Import Timing Analysis

The Import Timing Analysis functionality helps identify and analyze package import latency using Julia's built-in @time_imports macro. This tool provides detailed insights into which dependencies are causing slow package loading times and offers actionable recommendations for optimization.

Overview

Package import time significantly affects user experience, especially for interactive Julia usage. This module helps you:

  1. Measure import timing for individual packages and their dependencies
  2. Identify the major contributors to slow loading times
  3. Generate comprehensive reports with optimization recommendations
  4. Analyze entire organizations to find systemic performance issues
  5. Track import time regressions over time

Functions

Single Repository Analysis

analyze_repo_import_timing(repo_path::String; package_name::String="", output_file::String="")

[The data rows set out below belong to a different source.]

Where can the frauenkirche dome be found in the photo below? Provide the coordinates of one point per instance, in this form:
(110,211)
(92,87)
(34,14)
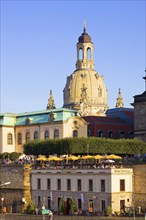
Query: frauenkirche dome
(85,89)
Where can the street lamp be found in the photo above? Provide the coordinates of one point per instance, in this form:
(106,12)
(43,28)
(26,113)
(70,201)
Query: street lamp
(87,149)
(5,184)
(2,199)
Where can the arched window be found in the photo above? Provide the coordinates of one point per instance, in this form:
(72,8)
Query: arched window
(36,135)
(100,134)
(110,134)
(19,138)
(27,136)
(131,134)
(122,134)
(89,133)
(46,135)
(9,138)
(56,134)
(75,133)
(88,54)
(100,91)
(80,54)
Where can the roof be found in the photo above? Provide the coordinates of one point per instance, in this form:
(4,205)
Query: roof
(118,116)
(84,38)
(38,117)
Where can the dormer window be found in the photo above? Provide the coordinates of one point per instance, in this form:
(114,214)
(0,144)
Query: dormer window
(27,121)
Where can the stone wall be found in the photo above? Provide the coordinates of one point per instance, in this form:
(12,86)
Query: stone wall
(19,187)
(139,184)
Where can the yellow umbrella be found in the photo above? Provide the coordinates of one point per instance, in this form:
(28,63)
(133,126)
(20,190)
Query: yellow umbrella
(113,156)
(54,158)
(87,157)
(72,157)
(98,157)
(41,158)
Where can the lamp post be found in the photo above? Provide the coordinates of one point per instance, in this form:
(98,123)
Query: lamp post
(133,207)
(1,187)
(5,184)
(87,149)
(2,199)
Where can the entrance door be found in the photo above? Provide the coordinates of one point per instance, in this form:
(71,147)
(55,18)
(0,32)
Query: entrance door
(90,206)
(122,205)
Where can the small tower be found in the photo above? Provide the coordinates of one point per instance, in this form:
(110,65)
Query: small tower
(51,104)
(119,103)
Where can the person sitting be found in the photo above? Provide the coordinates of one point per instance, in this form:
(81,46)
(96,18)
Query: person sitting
(50,215)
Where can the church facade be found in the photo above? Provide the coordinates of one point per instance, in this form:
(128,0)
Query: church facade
(84,113)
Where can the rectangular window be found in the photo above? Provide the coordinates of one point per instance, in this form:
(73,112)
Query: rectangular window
(58,184)
(79,204)
(90,185)
(103,206)
(122,185)
(122,205)
(38,183)
(49,184)
(49,203)
(79,187)
(68,184)
(102,185)
(39,200)
(19,138)
(9,138)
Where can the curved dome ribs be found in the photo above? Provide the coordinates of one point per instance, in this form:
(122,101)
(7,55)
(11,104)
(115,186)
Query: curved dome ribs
(87,88)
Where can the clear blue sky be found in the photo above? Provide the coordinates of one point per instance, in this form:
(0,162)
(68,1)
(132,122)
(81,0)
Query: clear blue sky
(38,49)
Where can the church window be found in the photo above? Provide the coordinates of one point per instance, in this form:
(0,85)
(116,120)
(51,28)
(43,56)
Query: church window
(131,134)
(99,91)
(80,54)
(89,54)
(27,121)
(89,133)
(100,134)
(47,135)
(111,135)
(19,138)
(9,138)
(122,134)
(27,136)
(36,135)
(75,133)
(56,134)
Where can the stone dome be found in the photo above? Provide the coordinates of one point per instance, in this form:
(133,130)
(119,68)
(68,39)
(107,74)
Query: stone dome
(85,89)
(84,38)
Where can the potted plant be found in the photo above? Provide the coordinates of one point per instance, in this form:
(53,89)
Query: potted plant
(73,207)
(61,208)
(108,210)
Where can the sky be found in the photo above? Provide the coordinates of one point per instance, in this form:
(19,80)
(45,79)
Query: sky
(38,49)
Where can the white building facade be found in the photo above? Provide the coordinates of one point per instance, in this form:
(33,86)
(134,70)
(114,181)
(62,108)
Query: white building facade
(91,189)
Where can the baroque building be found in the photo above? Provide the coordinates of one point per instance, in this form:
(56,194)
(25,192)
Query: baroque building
(85,110)
(85,88)
(140,115)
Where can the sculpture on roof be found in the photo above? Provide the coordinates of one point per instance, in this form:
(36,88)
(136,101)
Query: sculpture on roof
(119,103)
(51,104)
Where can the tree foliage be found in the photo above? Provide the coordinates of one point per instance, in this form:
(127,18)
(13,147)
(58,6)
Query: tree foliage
(79,146)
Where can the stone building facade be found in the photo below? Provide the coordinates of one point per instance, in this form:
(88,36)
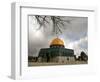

Analyze import timing for a single repository and generate a comprehensive report.

Parameters:

  • repo_path: Path to the repository to analyze
  • package_name: Package name to analyze (auto-detected from Project.toml if not provided)
  • output_file: Optional path to save detailed JSON report

Returns: ImportTimingReport object with analysis results

Organization-wide Analysis

analyze_org_import_timing(org::String; auth_token::String="", work_dir::String=mktempdir(), 
                         output_dir::String="", max_repos::Int=0)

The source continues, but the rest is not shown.